A supergrid is a wide area transmission network that makes it possible to trade large volumes of electricity over long distances. In a lossless power transmission, a supergrid with hydrogen is an idea to combine the transmission of very long distance electric energy with the distribution of liquid hydrogen, to achieve superconductivity in the electric lines. Hydrogen is both a distributed fuel and a cryogenic refrigerant for the electrical lines, making them superconducting. Proponents of the concept describe it as a "visionary" stage, for which no new scientific breakthrough is required, but which requires great technological innovations before it can advance to a practical system. A system for the United States is projected to require "several decades" before it can be fully implemented.
A proposed design for a superconducting cable includes a superconducting bipolar DC line operating at ± 50 kV and 50 kA, transmitting around 2.5 GW for several hundred kilometers with zero resistance and almost no line loss. High voltage DC power lines (HVDC) have the ability to transmit similar powers, for example a 5 gigawatt HVDC system is being built along the southern provinces of China without the use of superconducting cables.

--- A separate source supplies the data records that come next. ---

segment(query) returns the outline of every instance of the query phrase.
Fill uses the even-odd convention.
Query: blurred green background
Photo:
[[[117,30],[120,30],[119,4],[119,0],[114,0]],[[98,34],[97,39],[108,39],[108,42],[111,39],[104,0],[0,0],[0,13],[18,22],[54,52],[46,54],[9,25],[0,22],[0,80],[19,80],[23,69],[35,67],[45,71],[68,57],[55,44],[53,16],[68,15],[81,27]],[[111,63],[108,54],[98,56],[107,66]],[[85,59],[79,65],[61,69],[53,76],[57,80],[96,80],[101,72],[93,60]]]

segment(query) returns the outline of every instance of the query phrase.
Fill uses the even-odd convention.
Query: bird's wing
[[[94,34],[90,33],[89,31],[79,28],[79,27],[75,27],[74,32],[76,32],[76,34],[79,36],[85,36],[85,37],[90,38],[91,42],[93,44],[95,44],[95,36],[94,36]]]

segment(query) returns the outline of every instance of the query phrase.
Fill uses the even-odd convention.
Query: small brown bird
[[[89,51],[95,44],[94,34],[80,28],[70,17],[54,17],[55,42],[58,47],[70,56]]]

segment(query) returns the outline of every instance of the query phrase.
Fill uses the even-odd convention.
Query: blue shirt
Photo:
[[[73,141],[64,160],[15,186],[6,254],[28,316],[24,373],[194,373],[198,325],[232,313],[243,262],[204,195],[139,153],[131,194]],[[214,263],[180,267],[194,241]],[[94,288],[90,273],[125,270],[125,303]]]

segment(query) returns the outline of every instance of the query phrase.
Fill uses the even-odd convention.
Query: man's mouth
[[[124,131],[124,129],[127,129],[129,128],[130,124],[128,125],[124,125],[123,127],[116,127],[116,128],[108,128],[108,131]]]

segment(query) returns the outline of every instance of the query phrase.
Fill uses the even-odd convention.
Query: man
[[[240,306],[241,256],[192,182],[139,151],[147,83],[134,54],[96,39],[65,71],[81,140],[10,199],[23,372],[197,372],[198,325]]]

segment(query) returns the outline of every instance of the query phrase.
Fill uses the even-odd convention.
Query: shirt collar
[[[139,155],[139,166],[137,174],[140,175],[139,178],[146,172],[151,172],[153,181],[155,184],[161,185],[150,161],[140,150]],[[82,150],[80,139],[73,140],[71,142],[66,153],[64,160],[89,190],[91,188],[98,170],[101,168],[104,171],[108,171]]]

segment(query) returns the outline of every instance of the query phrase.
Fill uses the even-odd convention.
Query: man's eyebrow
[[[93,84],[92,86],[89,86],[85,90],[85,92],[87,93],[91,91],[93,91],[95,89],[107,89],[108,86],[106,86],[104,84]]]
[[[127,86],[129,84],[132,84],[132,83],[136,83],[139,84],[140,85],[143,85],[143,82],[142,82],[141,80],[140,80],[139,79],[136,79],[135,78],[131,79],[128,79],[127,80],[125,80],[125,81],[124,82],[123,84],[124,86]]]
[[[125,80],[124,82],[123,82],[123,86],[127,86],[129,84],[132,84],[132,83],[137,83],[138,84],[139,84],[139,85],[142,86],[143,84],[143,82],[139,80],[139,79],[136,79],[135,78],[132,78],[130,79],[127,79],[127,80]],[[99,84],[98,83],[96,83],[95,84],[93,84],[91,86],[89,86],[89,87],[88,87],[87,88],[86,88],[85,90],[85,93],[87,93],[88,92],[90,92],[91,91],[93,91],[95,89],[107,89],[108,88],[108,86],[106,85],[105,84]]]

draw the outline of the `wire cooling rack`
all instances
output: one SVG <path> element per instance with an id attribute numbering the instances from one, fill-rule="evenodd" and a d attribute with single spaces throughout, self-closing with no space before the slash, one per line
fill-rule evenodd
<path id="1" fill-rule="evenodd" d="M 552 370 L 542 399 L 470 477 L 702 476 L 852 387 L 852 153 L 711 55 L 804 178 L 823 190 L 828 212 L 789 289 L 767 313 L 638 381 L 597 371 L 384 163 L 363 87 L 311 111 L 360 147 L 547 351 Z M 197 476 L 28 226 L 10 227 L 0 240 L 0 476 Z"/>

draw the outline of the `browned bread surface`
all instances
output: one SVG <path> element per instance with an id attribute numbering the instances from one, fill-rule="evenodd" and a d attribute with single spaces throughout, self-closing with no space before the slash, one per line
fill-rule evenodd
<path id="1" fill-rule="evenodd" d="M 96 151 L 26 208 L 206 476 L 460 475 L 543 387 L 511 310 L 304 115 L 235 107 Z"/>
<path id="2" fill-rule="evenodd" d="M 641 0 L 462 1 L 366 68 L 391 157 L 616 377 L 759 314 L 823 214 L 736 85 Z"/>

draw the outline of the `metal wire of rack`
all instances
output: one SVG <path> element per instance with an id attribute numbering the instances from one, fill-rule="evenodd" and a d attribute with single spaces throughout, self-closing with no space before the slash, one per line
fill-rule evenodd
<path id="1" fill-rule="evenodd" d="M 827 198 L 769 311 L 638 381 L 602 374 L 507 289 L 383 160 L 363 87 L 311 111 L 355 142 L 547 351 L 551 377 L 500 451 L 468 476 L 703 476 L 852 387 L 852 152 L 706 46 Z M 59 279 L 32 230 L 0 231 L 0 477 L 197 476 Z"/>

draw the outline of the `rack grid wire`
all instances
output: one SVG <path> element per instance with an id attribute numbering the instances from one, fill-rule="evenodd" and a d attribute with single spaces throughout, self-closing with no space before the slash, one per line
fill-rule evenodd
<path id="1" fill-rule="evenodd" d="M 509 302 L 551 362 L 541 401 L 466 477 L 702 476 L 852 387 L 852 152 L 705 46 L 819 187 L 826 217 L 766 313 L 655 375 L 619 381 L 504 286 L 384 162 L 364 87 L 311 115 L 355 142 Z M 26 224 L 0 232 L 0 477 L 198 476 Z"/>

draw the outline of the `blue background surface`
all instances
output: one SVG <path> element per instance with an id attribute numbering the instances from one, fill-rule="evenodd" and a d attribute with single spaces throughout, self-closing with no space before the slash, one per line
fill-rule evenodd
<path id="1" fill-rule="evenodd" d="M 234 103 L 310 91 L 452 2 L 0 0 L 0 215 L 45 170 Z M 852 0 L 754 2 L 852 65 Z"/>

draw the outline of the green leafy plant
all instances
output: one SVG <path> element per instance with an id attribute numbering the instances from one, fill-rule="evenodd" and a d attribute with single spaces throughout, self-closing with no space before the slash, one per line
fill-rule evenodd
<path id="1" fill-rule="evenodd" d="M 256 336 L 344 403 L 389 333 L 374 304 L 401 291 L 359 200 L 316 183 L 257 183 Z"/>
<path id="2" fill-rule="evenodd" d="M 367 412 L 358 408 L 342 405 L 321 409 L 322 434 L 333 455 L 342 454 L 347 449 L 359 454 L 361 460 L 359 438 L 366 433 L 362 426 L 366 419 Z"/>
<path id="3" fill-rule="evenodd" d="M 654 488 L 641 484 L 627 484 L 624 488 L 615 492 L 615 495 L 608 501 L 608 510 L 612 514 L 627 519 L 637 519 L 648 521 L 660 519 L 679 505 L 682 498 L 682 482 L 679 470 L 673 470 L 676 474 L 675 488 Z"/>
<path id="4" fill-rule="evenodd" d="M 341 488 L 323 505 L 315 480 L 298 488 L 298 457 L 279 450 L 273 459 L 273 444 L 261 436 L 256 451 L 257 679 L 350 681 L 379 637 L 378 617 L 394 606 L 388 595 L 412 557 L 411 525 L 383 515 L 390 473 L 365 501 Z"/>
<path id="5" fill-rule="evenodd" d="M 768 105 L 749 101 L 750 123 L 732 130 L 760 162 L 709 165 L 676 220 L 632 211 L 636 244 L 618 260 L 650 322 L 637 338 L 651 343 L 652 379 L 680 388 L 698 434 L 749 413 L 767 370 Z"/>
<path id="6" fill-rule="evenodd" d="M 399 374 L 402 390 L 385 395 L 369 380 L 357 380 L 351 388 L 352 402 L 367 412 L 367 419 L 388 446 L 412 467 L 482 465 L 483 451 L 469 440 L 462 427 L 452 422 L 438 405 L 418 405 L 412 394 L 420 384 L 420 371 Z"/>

In the United States, a 4,000 kilometer-long Continental SuperGrid could carry between 40,000 and 80,000 MW in a tunnel shared with high-speed high-speed trains, which at low pressure would allow one-hour cross-continental journeys. The liquid hydrogen pipeline would store and supply hydrogen. 1.5% of the transmitted power in the British Supergrid AC (transformer, heating and capacitive losses), of which a little less than two thirds, or 1% of the British supergrid, is lost. ", Resistive and heating. With the use of superconductors, capacitor losses and transformers, in the unlikely event that the transmission lines were still overloaded, the AC lines would remain the same. The airlines do not lend themselves physically at all to the incorporation of cryogenic hydrogen pipes because of the likely weight of the transmission medium and the considerable fragility of the supercooled materials. It would probably be necessary for a super-cooled hydrogen-carrying transmission line to be underground, and this in turn means that for such a cable, if it were outside any distance (eg more than 60 km), the power would have to be converted In DC Y is transmitted as such, otherwise the capacitive losses would be too high. The electronic power losses in the AC / DC converter substations to convert the AC power at each end of the cryogenic cable to and from DC, if the transmission line itself were DC, would also remain exactly the same as those that would have been Without the use of a superconducting transmission line - but the DC type resistive losses on the transmission lines would become even smaller than at present.
Even before complete continental continental networks and (in the case of the proposed European electricity grid) can be made, such cables could be used to efficiently interconnect conventional regional electrical networks.